In actuality, it was only the beginning of what the men of the USCT (and African-Americans in combat units outside the USCT classification, such as the case with the 54th Massachusetts Infantry) could do, and would do. The Second Battle of Fort Wagner does merit our attention, at a minimum, for that very benchmark in history.
Even so, I think we have a very blurry image of who the men were… perhaps muddied because of the movie.
As it often dominates my attention in my work as a historian, that is what I am most interested in knowing. Who they were as people… as individuals… and where they were from.
At the risk of repeating what I’ve said in previous blog posts, there were men of the Shenandoah Valley in the ranks of the 54th Massachusetts. They did not earn any medals; they did not receive praise in the after action reports… but they were there. They remain little more than names on the roster… and each man, whether killed or wounded… or not… requires time to be found. I’ve spent time looking for them and others in the U.S.C.T., who claimed counties of the Shenandoah Valley as their place of birth.
Regretfully, we can’t tell the previous status of all of these men from the Valley. Some may have been freed before the war… some, perhaps, during… and others either escaped slaves, refugees, or… contraband.

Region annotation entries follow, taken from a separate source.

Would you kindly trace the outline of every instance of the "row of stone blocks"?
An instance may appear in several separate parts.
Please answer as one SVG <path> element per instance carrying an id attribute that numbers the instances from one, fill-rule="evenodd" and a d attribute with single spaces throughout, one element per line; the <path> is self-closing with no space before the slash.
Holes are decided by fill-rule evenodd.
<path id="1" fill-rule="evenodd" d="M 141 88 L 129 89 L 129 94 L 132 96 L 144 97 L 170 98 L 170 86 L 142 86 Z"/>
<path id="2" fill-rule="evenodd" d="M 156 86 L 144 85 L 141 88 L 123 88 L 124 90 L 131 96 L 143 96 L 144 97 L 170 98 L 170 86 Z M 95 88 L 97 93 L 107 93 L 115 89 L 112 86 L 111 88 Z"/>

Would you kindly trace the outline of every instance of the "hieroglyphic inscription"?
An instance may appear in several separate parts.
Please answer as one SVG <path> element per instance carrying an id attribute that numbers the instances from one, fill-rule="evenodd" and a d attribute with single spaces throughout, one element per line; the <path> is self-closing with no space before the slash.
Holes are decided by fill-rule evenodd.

What, however, inspired these men to fight? Freedom of self… freedom of loved ones… or simply the very basic idea of moving forward toward the concept of a “freedom for all”?
Yet, despite these noble and praise-worthy reasons, they are not represented here, in the Shenandoah Valley… in our histories, on our monuments, or in historical markers. We can see the names of different men in gray from the Valley at many a different place… but these other men are absent… just as if they did not exist.
There is much talk of the Stonewall Brigade, the Laurel Brigade, and a number of Virginia regiments that hailed from the Valley. The courage and the tenacity of those men is worthy of remembrance. They fought for something they believed… and yet, did not the Valley men who served in the regiments of the U.S.C.T.? What might be more significant, would be to grasp that whole sense of purpose in those blue-uniformed men of the Valley; when reasons behind why they may have served clash with the goals of some of those who served in gray. Perhaps this is why their story remains absent… because it can bring up a subject with which we would prefer not to taint the stories of our own people. It would not surprise me… considering how well I know the eclipsed memory of white Southern Unionists here.
These men of the Valley, who were moved by the concept… the dream of freedom. Do they not deserve to be remembered… memorialized? Are they not also a part of our Valley? Are they not also a part of our history? Could some of them… just as much as those in gray… have been fighting for… home? This place, and family that lived here? After all, there were men of the U.S.C.T. who returned to the Shenandoah Valley to live… here.
When will their story be embraced as a part of the greater story of this place?
What better time than tomorrow, on the Sesquicentennial of the Second Battle of Fort Wagner, to begin thinking about all of this?